But developing economies will be big winners.

In his office in Mexico City last month, I had a lengthy discussion about the global impact with Mexican industrialist Carlos Slim Domit. He had a surprisingly good understanding of the advances in technologies such as computing, sensors, networks, robotics, artificial intelligence, and 3D printing. He spoke of the uplift of society in the developing world through broader access to information, education, health care, and entertainment — and the need to share and spread the prosperity that advancing technologies will create. He predicted the emergence of tens of millions of new service jobs in Mexico through meeting the Mexican people’s basic needs and enabling them to spend time on leisure and learning. He sees tremendous opportunities to build infrastructure where there is none, and to improve the lives of billions of people who presently spend their lives trying to earn enough on which to subsist.

Countries such as India and Peru and all of Africa will see the same benefits — for at least two or three decades, until the infrastructure has been built and necessities of the populations have been met.

Then there will not be enough work even there to employ the masses.
Read the whole thing. The wealthy and the elites are already thinking about this, and I would be willing to bet that a whole lot of their thinking will be around how to get rid of the surplus.

We seem to be headed toward a society similar to that envisioned in Asimov's novel, The Naked Sun, where robots perform all menial tasks, technology has replaced human contact to such an extent that personal interaction is repulsive to the majority of people, and the society rides the thin edge of extinction due to the lack of a desire to reproduce.

1 comment:

  1. "Robots" already perform many menial tasks, or dramatically reduce the time and effort to perform those tasks.
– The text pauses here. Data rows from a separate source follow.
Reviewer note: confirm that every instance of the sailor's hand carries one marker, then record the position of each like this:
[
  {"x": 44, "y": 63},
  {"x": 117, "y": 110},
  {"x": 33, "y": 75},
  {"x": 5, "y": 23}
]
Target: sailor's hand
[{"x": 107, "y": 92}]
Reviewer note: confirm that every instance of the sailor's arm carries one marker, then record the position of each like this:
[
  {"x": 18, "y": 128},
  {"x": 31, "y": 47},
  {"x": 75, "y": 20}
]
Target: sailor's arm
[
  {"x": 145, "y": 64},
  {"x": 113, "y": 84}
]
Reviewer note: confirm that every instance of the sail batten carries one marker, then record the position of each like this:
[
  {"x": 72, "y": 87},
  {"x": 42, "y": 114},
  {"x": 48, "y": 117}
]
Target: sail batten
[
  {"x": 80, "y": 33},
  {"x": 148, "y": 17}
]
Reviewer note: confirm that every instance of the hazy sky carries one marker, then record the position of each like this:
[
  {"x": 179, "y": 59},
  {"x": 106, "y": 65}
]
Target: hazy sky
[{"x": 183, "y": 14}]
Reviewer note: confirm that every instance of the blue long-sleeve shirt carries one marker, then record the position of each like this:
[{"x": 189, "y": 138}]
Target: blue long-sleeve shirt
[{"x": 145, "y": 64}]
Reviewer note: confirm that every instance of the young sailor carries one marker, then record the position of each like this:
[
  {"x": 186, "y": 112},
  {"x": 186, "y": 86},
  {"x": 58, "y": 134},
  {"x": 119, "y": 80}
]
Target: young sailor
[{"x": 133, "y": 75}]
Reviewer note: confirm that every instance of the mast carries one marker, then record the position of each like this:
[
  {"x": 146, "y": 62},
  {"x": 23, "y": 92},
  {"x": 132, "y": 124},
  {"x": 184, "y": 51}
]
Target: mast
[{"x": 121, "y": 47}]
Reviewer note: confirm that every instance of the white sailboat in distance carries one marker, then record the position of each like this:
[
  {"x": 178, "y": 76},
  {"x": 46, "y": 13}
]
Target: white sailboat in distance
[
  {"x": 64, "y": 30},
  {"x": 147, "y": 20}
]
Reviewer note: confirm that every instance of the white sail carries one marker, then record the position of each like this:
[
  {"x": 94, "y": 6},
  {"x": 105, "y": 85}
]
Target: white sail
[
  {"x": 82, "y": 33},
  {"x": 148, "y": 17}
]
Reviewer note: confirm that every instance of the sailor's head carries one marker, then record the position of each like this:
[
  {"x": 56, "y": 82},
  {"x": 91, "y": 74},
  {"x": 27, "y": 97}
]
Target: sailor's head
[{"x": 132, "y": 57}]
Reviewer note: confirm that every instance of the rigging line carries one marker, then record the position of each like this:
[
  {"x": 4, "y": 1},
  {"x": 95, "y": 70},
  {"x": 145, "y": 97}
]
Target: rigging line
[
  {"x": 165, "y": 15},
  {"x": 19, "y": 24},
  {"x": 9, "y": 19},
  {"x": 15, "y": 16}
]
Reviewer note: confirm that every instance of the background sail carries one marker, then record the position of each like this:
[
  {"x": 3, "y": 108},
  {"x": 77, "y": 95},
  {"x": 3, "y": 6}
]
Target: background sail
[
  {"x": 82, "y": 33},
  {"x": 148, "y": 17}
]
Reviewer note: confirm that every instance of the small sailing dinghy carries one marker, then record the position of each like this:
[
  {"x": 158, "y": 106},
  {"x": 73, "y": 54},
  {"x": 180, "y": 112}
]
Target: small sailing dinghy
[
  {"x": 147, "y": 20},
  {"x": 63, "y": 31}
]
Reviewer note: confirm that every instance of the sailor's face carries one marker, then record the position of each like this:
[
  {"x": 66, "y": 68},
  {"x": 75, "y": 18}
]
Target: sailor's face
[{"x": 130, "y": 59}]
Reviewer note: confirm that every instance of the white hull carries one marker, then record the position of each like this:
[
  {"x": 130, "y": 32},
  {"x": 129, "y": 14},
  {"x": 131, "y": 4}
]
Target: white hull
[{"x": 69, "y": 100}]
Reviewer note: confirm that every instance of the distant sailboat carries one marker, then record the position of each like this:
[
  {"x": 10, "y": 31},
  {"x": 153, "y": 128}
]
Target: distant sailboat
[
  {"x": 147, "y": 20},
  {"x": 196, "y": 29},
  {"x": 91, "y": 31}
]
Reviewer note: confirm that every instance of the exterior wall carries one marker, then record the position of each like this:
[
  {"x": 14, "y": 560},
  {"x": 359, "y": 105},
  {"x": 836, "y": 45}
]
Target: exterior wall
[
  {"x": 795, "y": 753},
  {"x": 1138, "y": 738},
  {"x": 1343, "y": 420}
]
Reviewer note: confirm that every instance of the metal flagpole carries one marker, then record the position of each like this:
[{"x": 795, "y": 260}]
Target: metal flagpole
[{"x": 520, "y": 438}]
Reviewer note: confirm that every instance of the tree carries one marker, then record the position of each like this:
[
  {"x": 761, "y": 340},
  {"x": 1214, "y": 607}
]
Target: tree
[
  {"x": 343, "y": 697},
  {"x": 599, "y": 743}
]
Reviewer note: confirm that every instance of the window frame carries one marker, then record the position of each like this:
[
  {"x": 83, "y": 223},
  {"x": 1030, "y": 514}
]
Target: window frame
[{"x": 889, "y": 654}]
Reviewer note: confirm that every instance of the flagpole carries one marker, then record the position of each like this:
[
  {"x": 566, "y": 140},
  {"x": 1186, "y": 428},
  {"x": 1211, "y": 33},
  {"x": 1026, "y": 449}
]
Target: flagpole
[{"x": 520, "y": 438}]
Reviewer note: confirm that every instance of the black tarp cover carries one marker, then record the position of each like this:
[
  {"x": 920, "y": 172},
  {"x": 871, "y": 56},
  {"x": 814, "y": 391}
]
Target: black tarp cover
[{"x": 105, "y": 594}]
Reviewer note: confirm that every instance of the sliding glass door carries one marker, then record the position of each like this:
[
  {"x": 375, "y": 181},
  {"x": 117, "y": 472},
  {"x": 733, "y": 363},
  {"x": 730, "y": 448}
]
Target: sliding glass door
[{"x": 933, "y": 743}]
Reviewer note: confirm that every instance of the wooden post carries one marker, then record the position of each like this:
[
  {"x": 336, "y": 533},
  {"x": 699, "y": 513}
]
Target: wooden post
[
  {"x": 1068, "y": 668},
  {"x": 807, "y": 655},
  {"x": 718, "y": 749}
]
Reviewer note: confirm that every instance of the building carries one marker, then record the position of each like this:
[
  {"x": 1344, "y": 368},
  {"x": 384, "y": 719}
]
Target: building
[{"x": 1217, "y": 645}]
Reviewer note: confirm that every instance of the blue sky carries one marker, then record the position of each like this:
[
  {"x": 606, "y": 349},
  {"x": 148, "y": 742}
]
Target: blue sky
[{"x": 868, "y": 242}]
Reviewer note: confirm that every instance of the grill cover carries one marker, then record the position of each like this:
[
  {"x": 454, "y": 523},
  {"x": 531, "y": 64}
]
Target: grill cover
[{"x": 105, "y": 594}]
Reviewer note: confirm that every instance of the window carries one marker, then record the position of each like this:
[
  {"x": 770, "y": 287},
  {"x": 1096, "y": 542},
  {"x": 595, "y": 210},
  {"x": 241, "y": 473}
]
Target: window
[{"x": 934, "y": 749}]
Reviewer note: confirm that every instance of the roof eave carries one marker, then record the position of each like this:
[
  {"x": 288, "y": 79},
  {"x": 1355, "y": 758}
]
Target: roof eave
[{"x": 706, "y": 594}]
In the home, we call them household "appliances." In the factory, machines perform many repetitive or dangerous tasks, and they perform other tasks with a precision that was not practical when those tasks were performed by humans. The prevalence of the personal computer has already dramatically altered the workplace. Secretaries and typing pools have been replaced by the now ubiquitous personal computer.

    Displacement of workers by technology has been going on since the beginning of the industrial revolution. What is harming the jobs of US workers is the wholesale export of manufacturing to places like China and illegal immigration which is completely upending the entry-level low-skill job market.

    I don't share Wadhwa's optimism for advanced technologies improving conditions in third world countries. Social and political conditions have prevented those places from adopting current technologies, and I see nothing that suggests that those countries would benefit from even more advanced technologies.